No identity politics in this dish . . .

About 4 cups, serving 4 to 6


Overnight to soak the peas and about 3 hours to cook


Boston baked beans typically start with Great Northern white beans and a slow oven-braise in chicken stock, with salt pork, onion, molasses, and spice. Over time the beans succumb to the flavors they’re offered and become tender, dark, and rich. They don’t need much attention.

We adore Boston baked beans and have long wanted to kidnap some Southern field peas and give them a bit of East Coast schooling and a new school uniform. We assumed the little peas, with their earthy pluck and mineral accents, would flourish in such an atmosphere. But they didn’t make it easy. Despite baking for hours, they refused to yield. (Dried field peas are a very dense legume!) They didn’t like molasses, either, but they took well to a little muscovado. We had to gentle them along, not simply with an overnight soak, but also a quick simmer, followed by a good thrashing—or rather, mashing—before setting them in the oven.
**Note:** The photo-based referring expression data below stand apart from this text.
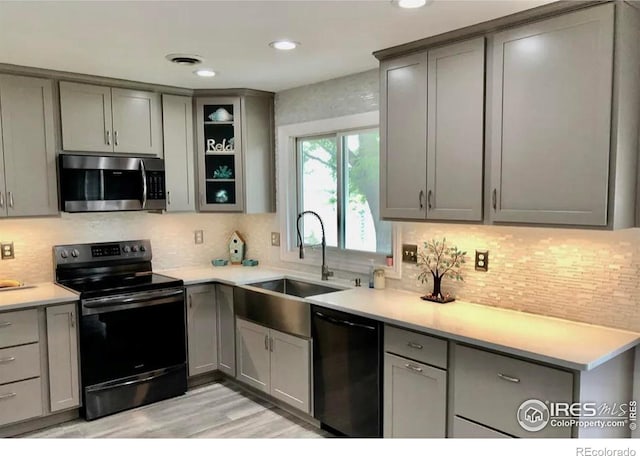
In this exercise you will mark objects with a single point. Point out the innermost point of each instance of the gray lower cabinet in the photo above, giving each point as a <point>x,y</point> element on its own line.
<point>226,330</point>
<point>62,349</point>
<point>415,399</point>
<point>177,123</point>
<point>28,185</point>
<point>253,357</point>
<point>291,370</point>
<point>551,119</point>
<point>202,329</point>
<point>276,363</point>
<point>104,119</point>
Then there was the little problem of the salt pork. Salt pork—the “pork” in pork ’n beans—is crucial to the character of baked beans. It is made by salt-curing raw pork belly, an old method of preservation. But, surprise, surprise! The commercial salt pork we purchased added nothing to the flavor of the peas, and the meat toughened as it cooked when it should have become tender. Because salt pork is cured and not smoked, its impact in a dish depends solely on the seasonings used to cure it and the quality of the pork itself.
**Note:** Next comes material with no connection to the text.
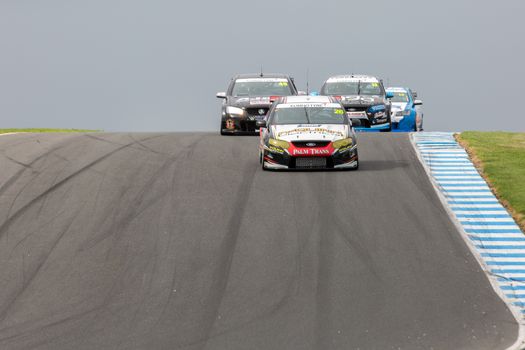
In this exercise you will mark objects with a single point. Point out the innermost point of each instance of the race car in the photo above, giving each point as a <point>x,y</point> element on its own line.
<point>406,110</point>
<point>364,99</point>
<point>248,99</point>
<point>307,132</point>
You can see where this is going. Yes, we made our own.

The finished dish is delicate and rich—hot or cold. We schooled some field peas, and they schooled us.

Cooking Remarks

Salt pork is easy to make and unexpectedly delicious. We say unexpected because most people have never tasted good salt pork. We hadn’t. We purchased a nice piece of Berkshire pork belly and a stash of sea salt. Four days and very little effort later, we had salt pork. Its flavor frankly blew us away. But you don’t have to make your own salt pork to enjoy this recipe.

equipment mise en place

For this recipe, you will need a digital kitchen scale, a large bowl, a heavy-bottomed 3-quart saucepan, a potato masher, a baking sheet, a 10-inch skillet, and a shallow 1-quart baking dish.

    • 7
    • Spring or filtered water
    • 2
      teaspoons unsalted butter
    • 2.5
      ounces Salted-Cured Pork Belly or purchased salt pork, cut to ⅛-inch dice (½ cup)
    • cups minced yellow onion
    • 2
      teaspoons minced garlic
    • 2
      teaspoons tomato paste
    • tablespoons (0.75 ounce) dark muscovado sugar
    • Tiny pinch of ground cloves
    • 1
      cup Rich Homemade Chicken Stock or low-sodium chicken broth
    • ¼
      teaspoon fine sea salt
    • ½
      teaspoon freshly ground black pepper

    In a large bowl, cover the peas with an abundance of water, at least 4 times their volume. Let them soak overnight at room temperature.


    The next day, drain the peas and turn them into a heavy-bottomed 3-quart saucepan. Pour in 3 cups water and bring to a simmer over medium-high heat. Reduce the heat to medium-low and cook uncovered, stirring occasionally and adjusting the burner to maintain a gentle simmer, until the peas are tender and the water has evaporated to the level where it laps the edges of the peas, 30 to 40 minutes.


    Using a potato masher, mash the peas selectively, leaving about half of them intact, until the peas have thickened and look creamy, but still rather saucy. Remove the pan from the heat, cover it and set it aside.


    Adjust the oven rack to the middle position, place a baking sheet on the rack and heat the oven to 250 degrees. In a 10-inch skillet, combine the butter and salt pork, then cook over medium-low heat, stirring frequently, until  the pork is crisp and golden and most of the fat has rendered, 5 to 7 minutes. Add the onion and sauté until it begins to soften, about 5 minutes. Stir in the garlic, tomato paste, cloves, and sugar; cook for about 10 seconds. Turn the mixture into the saucepan with the peas, then add the chicken stock, salt, and pepper. Set the saucepan over medium-low heat and cook, stirring, just until the peas are hot.


    Turn the peas into a shallow 1-quart baking dish; the dish will be be quite full. Slide the baking dish onto the baking sheet in the oven and bake for 2 hours, stirring 3 or 4 times. The liquid will be significantly reduced and the top of the peas burnished and glazed. Let cool for about 20 minutes before serving.